Trump’s Drug Pricing Plan Could Worsen Canada’s Access to Medicines

by Grace Chen

The future of pharmaceutical access in Canada is facing modern headwinds as the United States, under President Donald Trump, continues to pursue a strategy of “Most Favoured Nation” (MFN) drug pricing. This approach, designed to lower drug costs for Americans, risks further delaying the introduction of new medications to Canadian patients already navigating a complex and lengthy approval process, according to a recent analysis by the Macdonald-Laurier Institute.

Trump’s plan centers on requiring drug companies to offer the United States the lowest price they offer anywhere in the world. The United Kingdom has already begun to adjust to this pressure, agreeing to increase its spending on innovative medicines by as much as 25 per cent as part of a trade deal with the U.S. This shift highlights the potential for increased costs for countries like Canada, which have historically benefited from lower drug prices compared to the American market. The implications extend beyond cost, potentially impacting the speed at which Canadians gain access to life-saving treatments.

The existing Canadian system for drug approval and reimbursement is already characterized by significant delays. Two organizations – Canada’s Drug Agency (CDA) and the Institut national d’excellence en santé et en services sociaux in Quebec – assess the value of new medicines. Following this assessment, the pan-Canadian Pharmaceutical Alliance (pCPA) negotiates prices with drug manufacturers on behalf of provincial and territorial governments. However, the process is demonstrably slow, creating a bottleneck that leaves Canadians waiting longer for access to new therapies.

Data reveals a concerning pattern of delays. Between 2020 and 2024, only two per cent of the 344 reimbursement recommendations issued by the CDA were completed within the agency’s six-month performance target. On average, recommendations took over eight months, with nearly 30 per cent exceeding nine months. 99 per cent of these recommendations were conditional, requiring clinical criteria, price reductions, or both, adding further complexity and potential for delay.

The pCPA’s performance is similarly lagging. While the agency aims to invite manufacturers to negotiate prices within 40 business days and complete negotiations within 90, less than 20 per cent of invitations and only half of negotiations were finalized within those timeframes between 2020 and 2024. The overall average delay from submission to the CDA to completion of price negotiations with the pCPA is 18 months, with 15 per cent of cases taking two years or more.

These delays aren’t simply bureaucratic inconveniences; they have real-world consequences for patients. The current system means that Canadians often wait significantly longer than their counterparts in the United States and Europe to access new medications, including those for aggressive cancers and debilitating conditions like Amyotrophic Lateral Sclerosis (ALS). The lengthy process also adds to the perception that Canada “freeloads” on the research and development investments made by other nations, a point underscored by the Macdonald-Laurier Institute’s analysis.

The situation is further complicated by the fact that even after a drug is recommended for reimbursement and a price is negotiated, it isn’t automatically added to provincial drug lists. Governments can still impose additional requirements or choose not to list the medication, creating a “postal code lottery” where access varies across the country. Applications to Health Canada are typically submitted a year after those in the U.S. And EU, and Health Canada’s review process itself takes approximately a year.

The CDA acknowledges the demand for improvement and has proposed some revisions to its timelines, but these changes are unlikely to address the fundamental issues causing the delays.

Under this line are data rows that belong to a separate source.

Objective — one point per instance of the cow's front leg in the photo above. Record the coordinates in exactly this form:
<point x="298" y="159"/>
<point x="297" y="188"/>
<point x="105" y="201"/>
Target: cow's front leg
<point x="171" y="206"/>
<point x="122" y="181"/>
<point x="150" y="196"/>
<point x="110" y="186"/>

The agency and the pCPA, according to the analysis, appear resistant to acknowledging the severity of the problem. Trump’s MFN strategy adds another layer of complexity, potentially incentivizing pharmaceutical companies to prioritize markets with more favorable pricing conditions.

The potential for increased prices and further delays is likely to be viewed as a significant irritant by the Trump administration. His MFN approach directly contradicts Canada’s current strategy of controlling drug prices, potentially leading to further trade tensions and reduced access to innovative medicines for Canadians.

As the United States continues to implement its MFN drug pricing strategy, Canada faces a critical juncture. Addressing the inefficiencies within its own drug approval and reimbursement system will be crucial to mitigating the potential negative impacts and ensuring that Canadians have timely access to the medications they need. The next key development will be the CDA’s implementation of its proposed timeline revisions, and their demonstrable effect on reducing approval times.